Шенги молчал. И молчание это было красноречивее воплей и причитаний.

– Ладно, – с показной бодростью заговорил Айфер. – Обошлось, и спасибо Безымянным! Может, дальше двинемся? Мой господин сумеет идти сам?

– Возвращается! – звеняще выдохнула Нитха.

Вновь люди распластались на песке, раздавленные страхом, но был этот страх четче, резче, определеннее: теперь они знали, что к ним приближается.

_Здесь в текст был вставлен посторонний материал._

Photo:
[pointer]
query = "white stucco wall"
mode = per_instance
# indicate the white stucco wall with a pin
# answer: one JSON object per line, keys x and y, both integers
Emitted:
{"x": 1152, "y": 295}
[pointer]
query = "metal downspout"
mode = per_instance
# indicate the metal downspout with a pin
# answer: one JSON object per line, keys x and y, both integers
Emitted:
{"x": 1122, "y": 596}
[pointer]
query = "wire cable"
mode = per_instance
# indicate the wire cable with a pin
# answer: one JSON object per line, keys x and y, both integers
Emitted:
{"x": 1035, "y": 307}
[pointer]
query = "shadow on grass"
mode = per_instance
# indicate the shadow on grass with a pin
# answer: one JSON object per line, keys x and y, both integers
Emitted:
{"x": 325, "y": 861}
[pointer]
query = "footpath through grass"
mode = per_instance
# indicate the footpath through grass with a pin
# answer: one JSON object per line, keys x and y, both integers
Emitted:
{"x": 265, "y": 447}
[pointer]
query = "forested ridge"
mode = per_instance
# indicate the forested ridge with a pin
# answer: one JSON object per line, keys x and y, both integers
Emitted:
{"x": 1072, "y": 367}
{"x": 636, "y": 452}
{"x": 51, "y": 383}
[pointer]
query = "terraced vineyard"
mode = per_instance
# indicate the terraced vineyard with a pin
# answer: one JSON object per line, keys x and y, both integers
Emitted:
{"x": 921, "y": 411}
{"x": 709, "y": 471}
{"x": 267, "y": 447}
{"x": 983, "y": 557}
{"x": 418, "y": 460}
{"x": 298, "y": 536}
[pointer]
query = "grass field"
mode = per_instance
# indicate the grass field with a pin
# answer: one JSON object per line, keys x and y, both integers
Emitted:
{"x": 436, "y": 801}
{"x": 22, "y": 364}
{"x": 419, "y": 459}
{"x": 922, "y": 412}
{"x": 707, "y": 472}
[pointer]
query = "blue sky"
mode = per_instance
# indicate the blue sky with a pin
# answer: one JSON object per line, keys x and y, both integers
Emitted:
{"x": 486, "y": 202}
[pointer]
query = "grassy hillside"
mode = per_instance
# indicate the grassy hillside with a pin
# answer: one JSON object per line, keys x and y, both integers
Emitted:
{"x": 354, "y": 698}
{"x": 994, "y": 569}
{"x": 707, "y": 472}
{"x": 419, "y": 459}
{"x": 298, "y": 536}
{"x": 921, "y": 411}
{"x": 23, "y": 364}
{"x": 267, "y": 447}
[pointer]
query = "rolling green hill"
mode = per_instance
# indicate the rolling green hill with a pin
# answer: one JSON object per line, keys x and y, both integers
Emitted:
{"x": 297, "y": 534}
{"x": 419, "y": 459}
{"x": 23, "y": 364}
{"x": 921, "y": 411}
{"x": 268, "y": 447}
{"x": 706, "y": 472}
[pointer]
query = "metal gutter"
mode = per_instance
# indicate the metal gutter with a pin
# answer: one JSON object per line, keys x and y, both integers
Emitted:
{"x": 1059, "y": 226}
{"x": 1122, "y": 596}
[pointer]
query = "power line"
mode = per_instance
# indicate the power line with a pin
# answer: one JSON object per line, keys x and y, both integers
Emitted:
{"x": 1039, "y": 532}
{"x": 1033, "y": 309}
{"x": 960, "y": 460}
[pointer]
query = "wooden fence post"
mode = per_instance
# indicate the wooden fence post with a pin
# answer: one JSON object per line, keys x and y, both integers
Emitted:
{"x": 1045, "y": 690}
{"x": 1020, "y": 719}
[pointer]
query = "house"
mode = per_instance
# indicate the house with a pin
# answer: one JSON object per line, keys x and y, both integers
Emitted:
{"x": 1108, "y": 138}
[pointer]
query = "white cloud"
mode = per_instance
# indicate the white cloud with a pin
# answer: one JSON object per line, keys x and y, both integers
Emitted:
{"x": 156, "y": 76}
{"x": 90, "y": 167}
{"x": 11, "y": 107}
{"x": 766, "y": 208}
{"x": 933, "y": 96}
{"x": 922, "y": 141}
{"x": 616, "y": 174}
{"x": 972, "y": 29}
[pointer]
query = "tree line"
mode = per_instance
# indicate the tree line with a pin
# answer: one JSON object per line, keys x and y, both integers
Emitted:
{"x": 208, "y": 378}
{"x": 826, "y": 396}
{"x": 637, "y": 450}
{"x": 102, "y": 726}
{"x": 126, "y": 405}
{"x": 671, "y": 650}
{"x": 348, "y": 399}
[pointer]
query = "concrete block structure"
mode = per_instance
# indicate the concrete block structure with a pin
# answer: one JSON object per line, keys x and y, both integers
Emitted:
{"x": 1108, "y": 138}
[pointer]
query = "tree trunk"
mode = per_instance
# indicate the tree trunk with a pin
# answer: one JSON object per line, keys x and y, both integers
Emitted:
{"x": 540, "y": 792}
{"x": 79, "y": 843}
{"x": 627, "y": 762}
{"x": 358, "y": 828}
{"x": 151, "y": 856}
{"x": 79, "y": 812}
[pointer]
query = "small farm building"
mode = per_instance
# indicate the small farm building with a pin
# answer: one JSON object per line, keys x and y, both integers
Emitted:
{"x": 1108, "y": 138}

А он и впрямь приблизился, надвинулся, этот Голодный Туман. Снизился так, что не напоминал уже легкое облачко. Теперь это была мутная, грязно-белая пелена с темными прожилками, которые шевелились, сплетались в непостижимый узор.

Двинулся было прочь... вернулся, замер...

Оцепеневшие люди не выдали бы себя даже дыханием, разве что грохотом сердец.

Темные прожилки свились в некое подобие человеческого лица. Оно кривлялось, дергалось, и не разобрать было, чье оно.

У лежащих разом мелькнула одна и та же мысль: это дурной сон, этого нет, я сплю... но все-таки кто же там, наверху, кто же?!

Вдруг лицо в облаке перестало гримасничать, застыло на мгновение, приобрело четкость и объем. И в этот бесконечный миг все увидели в вышине черты Ралиджа, Сокола, Хранителя!

Сколько это продолжалось – неизвестно: время куда-то пропало. Был ужас, и сознание безнадежности, и тоскливое желание проснуться.

Этот бред, этот кошмар разлетелся в осколки от гневного вопля Айфера:

– Не-ет! Нельзя-а! Убирайся, сволочь!!!

Руки его были пусты, в них не было даже камня, как в тот раз, когда он стоял против чудовища. Но добрый великан поднялся во весь рост и бесстрашно вскинул эти могучие руки к небу, заслонив беспомощного командира, как недавно Шенги заслонял своего ученика.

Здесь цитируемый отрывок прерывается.